Apply for a Cuba visa now
Safety and health
Cuba is for the most part a safe country, but even in Cuba tourists can become victims of theft, bodily harm or violent crime. Women who travel alone may, in extreme cases, be victims of sexual crimes. It is important to be aware that Cuba is a socialist country with one party, and therefore freedom of speech and press freedom are not guaranteed. The planned economy may cause shortages of daily necessities. Avoid political discussions, especially on issues related to recent history and relations between Cuba and the United States.
Foreign travellers need to be able to identify themselves at all times. A copy of the passport is generally sufficient for this purpose. Keep money, identification documents, airline tickets, driving license, a list of addresses and other important documents in a safe place and make copies of them.
Health and vaccinations
Upon arrival, travellers must be able to prove that they have valid private (foreign) health insurance. It is best to bring a confirmation of the insurance in Spanish with you when you travel.
Travellers from Europe to Cuba are not required to be vaccinated.

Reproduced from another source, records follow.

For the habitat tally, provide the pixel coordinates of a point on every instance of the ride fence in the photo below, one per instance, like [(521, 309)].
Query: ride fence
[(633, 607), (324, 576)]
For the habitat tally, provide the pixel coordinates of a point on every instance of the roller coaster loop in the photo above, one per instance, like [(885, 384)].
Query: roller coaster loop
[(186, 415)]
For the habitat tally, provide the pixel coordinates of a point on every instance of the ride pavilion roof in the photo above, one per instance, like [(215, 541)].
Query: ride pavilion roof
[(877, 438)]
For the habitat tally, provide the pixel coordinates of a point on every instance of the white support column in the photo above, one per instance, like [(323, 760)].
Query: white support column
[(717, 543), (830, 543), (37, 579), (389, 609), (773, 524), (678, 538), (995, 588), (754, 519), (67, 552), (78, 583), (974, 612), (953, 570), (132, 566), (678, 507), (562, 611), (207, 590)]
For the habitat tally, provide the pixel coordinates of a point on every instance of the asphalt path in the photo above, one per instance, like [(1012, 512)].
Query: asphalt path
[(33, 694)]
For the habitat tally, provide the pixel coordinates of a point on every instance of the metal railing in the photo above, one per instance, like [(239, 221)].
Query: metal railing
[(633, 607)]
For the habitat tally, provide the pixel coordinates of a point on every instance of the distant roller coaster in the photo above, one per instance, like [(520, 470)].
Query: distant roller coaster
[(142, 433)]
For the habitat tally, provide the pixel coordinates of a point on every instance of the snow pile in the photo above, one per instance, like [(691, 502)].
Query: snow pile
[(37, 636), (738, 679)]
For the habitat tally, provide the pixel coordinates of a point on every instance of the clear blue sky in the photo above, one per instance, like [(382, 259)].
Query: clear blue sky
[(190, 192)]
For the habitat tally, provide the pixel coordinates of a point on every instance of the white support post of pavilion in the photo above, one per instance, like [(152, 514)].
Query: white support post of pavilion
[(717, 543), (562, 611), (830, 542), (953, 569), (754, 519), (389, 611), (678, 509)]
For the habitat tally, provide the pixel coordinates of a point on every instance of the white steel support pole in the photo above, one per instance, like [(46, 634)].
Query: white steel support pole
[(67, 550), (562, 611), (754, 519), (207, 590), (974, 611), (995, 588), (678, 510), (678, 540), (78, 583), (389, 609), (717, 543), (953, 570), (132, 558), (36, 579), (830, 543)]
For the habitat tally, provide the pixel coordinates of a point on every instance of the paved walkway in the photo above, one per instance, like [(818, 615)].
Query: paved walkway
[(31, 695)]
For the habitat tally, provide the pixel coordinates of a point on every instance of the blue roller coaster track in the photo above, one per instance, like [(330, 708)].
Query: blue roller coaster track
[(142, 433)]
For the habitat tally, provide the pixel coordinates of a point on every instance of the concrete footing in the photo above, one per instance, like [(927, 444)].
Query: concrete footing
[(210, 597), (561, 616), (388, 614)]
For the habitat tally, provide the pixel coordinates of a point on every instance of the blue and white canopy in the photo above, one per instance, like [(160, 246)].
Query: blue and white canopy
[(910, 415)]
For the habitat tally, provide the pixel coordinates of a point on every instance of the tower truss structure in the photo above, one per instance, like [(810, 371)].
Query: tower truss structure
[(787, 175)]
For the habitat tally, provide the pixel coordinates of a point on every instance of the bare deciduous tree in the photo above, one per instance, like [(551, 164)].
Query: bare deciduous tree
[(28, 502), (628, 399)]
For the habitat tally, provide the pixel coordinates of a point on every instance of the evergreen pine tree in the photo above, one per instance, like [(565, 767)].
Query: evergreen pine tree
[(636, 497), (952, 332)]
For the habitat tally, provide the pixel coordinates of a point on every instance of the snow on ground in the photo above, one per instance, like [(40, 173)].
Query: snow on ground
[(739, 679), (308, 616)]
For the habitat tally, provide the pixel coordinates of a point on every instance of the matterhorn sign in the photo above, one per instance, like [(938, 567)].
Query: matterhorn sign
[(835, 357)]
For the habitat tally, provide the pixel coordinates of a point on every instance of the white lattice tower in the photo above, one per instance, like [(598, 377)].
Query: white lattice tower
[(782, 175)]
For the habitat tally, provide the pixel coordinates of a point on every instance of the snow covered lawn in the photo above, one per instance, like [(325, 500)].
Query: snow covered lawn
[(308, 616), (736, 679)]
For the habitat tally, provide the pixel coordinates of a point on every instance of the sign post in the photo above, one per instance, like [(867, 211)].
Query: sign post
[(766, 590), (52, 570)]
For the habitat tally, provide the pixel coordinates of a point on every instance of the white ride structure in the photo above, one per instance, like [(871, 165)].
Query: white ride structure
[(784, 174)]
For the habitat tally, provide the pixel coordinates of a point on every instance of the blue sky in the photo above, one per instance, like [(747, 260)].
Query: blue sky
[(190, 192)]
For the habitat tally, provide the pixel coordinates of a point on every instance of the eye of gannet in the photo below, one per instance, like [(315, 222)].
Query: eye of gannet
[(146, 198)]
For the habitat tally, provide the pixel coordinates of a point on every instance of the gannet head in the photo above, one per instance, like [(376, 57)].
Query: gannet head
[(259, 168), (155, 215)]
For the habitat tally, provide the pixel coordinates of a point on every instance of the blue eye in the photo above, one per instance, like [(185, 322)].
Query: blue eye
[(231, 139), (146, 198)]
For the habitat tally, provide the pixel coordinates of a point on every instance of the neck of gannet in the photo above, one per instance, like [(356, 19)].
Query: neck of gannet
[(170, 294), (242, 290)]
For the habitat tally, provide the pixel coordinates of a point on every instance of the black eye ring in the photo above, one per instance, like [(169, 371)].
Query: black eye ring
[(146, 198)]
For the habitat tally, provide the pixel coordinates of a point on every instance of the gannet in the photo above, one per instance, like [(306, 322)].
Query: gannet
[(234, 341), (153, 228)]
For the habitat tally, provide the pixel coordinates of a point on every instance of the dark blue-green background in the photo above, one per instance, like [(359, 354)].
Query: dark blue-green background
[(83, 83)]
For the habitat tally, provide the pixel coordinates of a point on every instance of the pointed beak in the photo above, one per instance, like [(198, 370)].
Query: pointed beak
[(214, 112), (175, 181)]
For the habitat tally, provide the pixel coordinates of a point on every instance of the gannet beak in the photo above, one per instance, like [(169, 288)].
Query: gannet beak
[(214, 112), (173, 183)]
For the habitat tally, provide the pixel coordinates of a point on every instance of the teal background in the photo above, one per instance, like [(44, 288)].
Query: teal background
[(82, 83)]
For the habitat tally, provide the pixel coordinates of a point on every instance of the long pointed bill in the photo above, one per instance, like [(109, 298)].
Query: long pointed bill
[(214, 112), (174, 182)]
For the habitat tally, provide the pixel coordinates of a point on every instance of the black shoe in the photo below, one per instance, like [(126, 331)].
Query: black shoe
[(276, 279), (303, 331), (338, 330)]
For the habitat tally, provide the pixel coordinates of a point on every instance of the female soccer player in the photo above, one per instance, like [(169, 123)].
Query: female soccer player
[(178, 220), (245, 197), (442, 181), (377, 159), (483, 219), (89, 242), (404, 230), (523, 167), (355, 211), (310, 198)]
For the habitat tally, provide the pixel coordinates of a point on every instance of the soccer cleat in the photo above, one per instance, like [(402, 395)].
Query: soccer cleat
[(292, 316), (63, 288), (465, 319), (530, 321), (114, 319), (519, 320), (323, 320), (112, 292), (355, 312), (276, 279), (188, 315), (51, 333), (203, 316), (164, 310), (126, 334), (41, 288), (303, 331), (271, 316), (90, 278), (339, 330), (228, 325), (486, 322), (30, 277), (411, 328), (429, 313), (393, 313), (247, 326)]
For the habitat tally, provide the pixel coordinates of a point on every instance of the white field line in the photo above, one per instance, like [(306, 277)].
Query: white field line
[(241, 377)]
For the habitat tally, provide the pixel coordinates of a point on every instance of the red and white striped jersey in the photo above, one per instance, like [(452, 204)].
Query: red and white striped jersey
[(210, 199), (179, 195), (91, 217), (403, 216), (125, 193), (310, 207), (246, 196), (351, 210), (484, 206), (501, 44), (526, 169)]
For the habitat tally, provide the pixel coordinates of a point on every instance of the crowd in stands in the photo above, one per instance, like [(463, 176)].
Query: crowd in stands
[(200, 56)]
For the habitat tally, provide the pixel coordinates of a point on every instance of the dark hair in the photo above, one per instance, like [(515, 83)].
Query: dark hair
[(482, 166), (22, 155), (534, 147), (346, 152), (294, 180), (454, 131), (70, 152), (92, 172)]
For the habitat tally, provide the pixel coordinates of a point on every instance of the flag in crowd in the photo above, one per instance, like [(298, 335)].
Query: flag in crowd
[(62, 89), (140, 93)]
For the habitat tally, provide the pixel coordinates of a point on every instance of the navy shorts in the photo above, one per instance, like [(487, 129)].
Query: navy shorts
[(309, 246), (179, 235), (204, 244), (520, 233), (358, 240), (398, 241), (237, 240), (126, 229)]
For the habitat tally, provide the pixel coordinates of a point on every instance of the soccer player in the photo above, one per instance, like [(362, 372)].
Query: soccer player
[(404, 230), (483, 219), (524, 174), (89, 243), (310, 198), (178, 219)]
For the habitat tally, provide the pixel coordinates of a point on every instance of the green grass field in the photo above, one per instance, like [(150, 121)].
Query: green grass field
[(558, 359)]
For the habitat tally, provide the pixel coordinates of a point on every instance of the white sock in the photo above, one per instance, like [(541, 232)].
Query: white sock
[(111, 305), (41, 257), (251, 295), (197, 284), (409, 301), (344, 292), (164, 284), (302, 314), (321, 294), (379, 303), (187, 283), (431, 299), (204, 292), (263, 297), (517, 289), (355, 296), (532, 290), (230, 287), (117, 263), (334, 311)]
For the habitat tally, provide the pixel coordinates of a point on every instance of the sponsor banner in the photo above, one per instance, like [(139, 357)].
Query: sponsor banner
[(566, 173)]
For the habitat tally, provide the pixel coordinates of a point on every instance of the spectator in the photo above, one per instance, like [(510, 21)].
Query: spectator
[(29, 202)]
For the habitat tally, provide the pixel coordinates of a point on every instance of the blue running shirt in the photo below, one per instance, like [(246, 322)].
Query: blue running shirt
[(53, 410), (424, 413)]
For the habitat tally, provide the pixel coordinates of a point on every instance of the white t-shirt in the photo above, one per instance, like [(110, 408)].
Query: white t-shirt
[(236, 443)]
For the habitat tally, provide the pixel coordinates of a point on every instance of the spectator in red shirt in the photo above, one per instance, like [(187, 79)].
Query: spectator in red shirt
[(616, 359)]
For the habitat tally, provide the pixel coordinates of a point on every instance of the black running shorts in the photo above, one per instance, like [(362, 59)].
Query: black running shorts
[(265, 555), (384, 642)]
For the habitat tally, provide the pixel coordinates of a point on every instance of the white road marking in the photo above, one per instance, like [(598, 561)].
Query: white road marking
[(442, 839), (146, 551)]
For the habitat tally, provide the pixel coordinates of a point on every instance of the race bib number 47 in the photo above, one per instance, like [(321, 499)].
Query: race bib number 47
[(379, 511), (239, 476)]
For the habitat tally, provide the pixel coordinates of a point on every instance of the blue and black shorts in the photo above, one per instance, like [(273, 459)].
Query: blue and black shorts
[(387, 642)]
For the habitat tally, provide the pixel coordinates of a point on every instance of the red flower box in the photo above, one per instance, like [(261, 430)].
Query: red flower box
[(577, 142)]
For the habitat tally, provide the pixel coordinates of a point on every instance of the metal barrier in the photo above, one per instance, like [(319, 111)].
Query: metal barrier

A vaccination against hepatitis A is recommended for all travellers, a vaccination against hepatitis B, typhoid and rabies for travellers who stay for a longer period of time or have an increased health risk.
In Cuba there is no malaria, but Zika Virus, dengue fever, diarrhoea, cholera, ciguatera (a fish poisoning, which occurs mainly between April and September after eating fish that have eaten poisonous algae) and rabies (mainly transmitted by dogs, cats and bats). Because of the risk of Zika virus infection and dengue fever, the use of insect repellents such as DEET or Picaridin for Cuba is recommended, especially during the day.
Discuss with your family doctor or vaccination specialist which vaccinations are recommended in your personal situation.